Translation Studies

Talk: Anneleen Spiessens

Guest speaker Anneleen Spiessens presented the impact of translation on the voices of perpetrators of mass violence.

The Perpetrator’s “testimony”: Trauma, voice and translation

By Anneleen Spiessens

Anneleen Spiessens's talk focused on the impact of translation on the voices of perpetrators of mass violence. Rudolf Hoess, the former commandant of Auschwitz, wrote his memoirs while awaiting trial in 1946. The manuscript was later edited by a German historian and translated into many languages. Jean Hatzfeld, a French war reporter, collected oral testimonies of a band of killers in the wake of the genocide of the Rwandan Tutsis. The accounts were translated into English and Dutch, among other languages.

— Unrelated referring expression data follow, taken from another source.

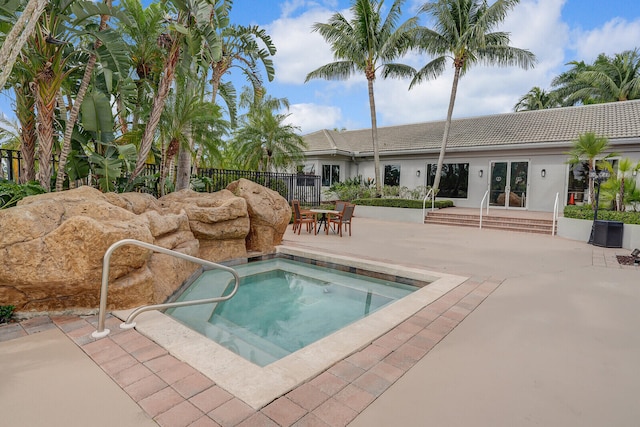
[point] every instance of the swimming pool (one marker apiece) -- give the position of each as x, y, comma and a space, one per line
257, 385
283, 305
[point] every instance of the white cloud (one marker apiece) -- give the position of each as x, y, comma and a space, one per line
613, 37
313, 117
535, 25
299, 49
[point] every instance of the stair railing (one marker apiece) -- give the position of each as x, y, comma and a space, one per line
102, 332
485, 197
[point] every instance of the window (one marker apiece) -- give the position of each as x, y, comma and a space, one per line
454, 180
578, 187
392, 175
330, 175
306, 175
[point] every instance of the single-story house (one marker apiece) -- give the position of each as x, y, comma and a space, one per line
520, 158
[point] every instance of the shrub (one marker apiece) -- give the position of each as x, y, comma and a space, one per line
401, 203
586, 212
11, 193
6, 311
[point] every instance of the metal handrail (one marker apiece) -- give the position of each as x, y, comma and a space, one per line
128, 324
485, 197
555, 215
424, 202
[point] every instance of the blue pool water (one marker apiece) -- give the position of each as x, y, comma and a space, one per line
282, 306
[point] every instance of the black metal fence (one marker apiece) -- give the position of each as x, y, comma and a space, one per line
306, 188
10, 164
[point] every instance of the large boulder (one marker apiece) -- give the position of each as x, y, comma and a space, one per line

How can we evaluate these stories and their translations? What is their testimonial status when compared to survivor accounts, and how can they contribute to the memory-work? Drawing on discourse analysis, Spiessens argues that one of the most striking, and instructive, aspects of the perpetrator’s story is the quality of the author’s ‘voice’ – technical and detached, revealing a problematic state of mind. Translators face the difficult task to reconstruct the particularities of the perpetrator’s voice in order to help the reader understand the mechanisms of collective violence.